The path was not really “closed’ in the sense that people could not use it. They could simply step around the signs here and, on the other side, near the passage under the Portland & Western and Union Pacific tracks.

If there were hazardous trees on the section of the path bracketed by the warnings, they were not easily seen. The cottonwoods and others, some of them tall and apparently dead, looked no different than before.

Two weeks ago, two cottonwoods crashed across the path and took out sections of the Talking Water Gardens fence. One of the breaks has been fixed. The path, from the Simpson Park parking lot to Salem Avenue near Waverly Park, is one of my bike routes. After I saw the wind damage the other day, I wrote that there were other tall trees there, so watch out if there’s s strong blow from the south.

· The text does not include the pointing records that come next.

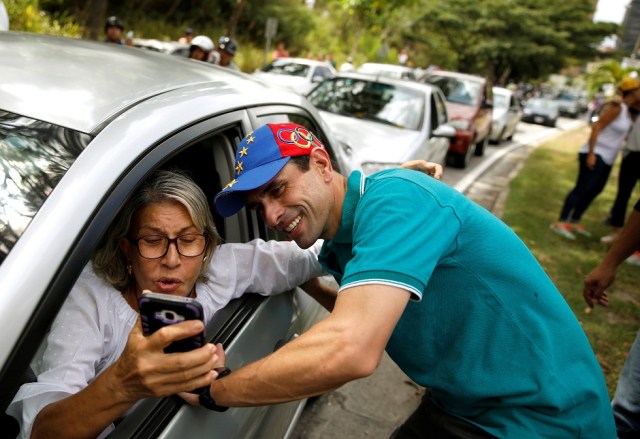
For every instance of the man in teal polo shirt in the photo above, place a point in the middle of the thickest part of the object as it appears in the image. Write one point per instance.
(451, 293)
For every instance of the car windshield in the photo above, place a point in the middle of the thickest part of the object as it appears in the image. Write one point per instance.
(287, 68)
(459, 91)
(383, 103)
(34, 155)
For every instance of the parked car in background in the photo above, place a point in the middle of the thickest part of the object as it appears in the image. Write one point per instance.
(383, 122)
(74, 147)
(570, 104)
(507, 112)
(543, 111)
(469, 103)
(299, 74)
(168, 47)
(389, 70)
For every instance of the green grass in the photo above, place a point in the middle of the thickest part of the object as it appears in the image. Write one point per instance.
(535, 199)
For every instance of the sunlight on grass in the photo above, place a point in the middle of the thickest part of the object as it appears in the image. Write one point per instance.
(535, 199)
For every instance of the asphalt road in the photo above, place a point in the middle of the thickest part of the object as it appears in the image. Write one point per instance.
(373, 407)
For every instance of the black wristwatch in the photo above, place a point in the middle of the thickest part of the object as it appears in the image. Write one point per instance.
(205, 398)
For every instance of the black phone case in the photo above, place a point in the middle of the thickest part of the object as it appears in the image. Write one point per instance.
(158, 310)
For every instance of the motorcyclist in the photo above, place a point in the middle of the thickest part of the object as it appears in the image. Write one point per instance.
(227, 48)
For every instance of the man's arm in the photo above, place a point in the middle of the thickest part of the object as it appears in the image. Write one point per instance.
(596, 282)
(347, 345)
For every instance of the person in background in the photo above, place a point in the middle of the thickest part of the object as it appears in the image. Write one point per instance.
(201, 48)
(113, 28)
(347, 66)
(448, 290)
(596, 159)
(129, 38)
(627, 178)
(187, 37)
(227, 48)
(279, 52)
(626, 400)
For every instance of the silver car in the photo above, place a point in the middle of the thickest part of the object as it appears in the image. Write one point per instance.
(82, 124)
(382, 122)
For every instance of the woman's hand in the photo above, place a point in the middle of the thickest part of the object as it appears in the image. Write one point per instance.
(433, 169)
(192, 398)
(144, 370)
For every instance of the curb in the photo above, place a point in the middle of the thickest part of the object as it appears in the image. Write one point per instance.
(464, 184)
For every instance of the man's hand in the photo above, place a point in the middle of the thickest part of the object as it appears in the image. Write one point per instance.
(433, 169)
(595, 285)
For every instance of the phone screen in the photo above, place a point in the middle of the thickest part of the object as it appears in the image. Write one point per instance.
(158, 310)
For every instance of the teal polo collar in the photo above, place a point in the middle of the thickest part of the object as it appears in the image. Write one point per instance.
(355, 189)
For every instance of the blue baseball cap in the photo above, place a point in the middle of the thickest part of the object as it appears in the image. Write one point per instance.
(260, 157)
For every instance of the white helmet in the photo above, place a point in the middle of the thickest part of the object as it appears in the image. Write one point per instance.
(203, 42)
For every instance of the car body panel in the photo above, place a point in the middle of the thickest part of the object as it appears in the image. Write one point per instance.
(474, 126)
(133, 136)
(542, 111)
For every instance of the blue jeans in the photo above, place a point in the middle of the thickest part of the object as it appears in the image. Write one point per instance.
(589, 184)
(626, 401)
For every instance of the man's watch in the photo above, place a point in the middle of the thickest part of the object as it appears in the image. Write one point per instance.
(205, 398)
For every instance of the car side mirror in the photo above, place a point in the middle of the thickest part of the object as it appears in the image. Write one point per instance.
(445, 131)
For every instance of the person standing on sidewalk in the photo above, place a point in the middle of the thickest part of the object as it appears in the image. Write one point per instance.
(447, 289)
(627, 179)
(626, 400)
(596, 158)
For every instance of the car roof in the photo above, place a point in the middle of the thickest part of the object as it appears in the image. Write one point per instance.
(309, 62)
(386, 80)
(83, 85)
(388, 67)
(456, 75)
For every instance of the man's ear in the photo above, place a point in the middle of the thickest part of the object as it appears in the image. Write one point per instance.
(320, 159)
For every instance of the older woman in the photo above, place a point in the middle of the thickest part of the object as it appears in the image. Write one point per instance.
(97, 364)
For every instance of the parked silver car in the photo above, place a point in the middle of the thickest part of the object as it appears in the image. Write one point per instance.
(383, 122)
(507, 112)
(82, 124)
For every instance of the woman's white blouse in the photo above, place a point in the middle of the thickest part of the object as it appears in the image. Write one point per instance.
(91, 330)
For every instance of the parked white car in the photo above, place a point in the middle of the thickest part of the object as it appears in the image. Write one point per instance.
(382, 122)
(299, 74)
(507, 113)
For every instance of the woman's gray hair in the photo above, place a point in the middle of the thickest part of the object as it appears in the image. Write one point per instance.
(110, 263)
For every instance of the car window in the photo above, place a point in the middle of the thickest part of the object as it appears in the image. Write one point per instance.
(459, 91)
(323, 72)
(287, 68)
(34, 156)
(370, 100)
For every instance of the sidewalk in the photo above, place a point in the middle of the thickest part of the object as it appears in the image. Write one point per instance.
(375, 406)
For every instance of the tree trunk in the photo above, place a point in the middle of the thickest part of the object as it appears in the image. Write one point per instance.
(95, 13)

It’s hard to see any hazard when the weather is fine and the air is still, as it was Saturday. But posting the path as closed until potentially hazardous trees can be cut down sounds like the kind of thing public officials have to do once they’re aware of what might happen, unlikely though it may seem. (hh)





2 responses to “The risk is pretty small; however …”

  1. Richard Vannice says:

    What part of “CLOSED” don’t you understand. If a business hangs a sign on their door saying “Closed” is it not “really closed”? Some people will ignore the “Sidewalk Closed” sign, proceed, and then, if they are injured in some way turn around and sue.

    For crying out loud if it’s “Closed” it’s closed. Use some common sense and find another route until the sign comes down.

  2. Fruit Fly Fantasy says:

    Hasso,

    You truly exist in “an earlier time,” a long passed era when litigation was not the blood sport it is today.

    But, had the common man known then what the same knows now, perhaps the level of litigiousness we currently witness would have grown commonplace far sooner.

    But all that is mere wishful thinking. We live in the hard-nosed Hering World, a topsy-turvy universe where a bicyclist injured as a result of his/her own foolishness can and will turn table, suing the City for their malfeasance for not having identified the potential disaster ahead and provided sufficient warning…the very thinking you pooh-pooh in your discussion on the matter.

    Any entity that can afford it (in this instance, the City) must insure themselves against those who have the wherewithal to sue on spurious notions.

    When one considers how much money the average 10-speed Town/Touring bicycle costs, and the earning power required to be able to afford to dally-about Albany on said bike, one must conclude that, in this instance, the City was only indemnifying itself against the people occupying the upper middle class strata…the very people who seem most likely to bring suit for something as “innocent” as this. Hence, the absurdity of warning signs that warn against nothing.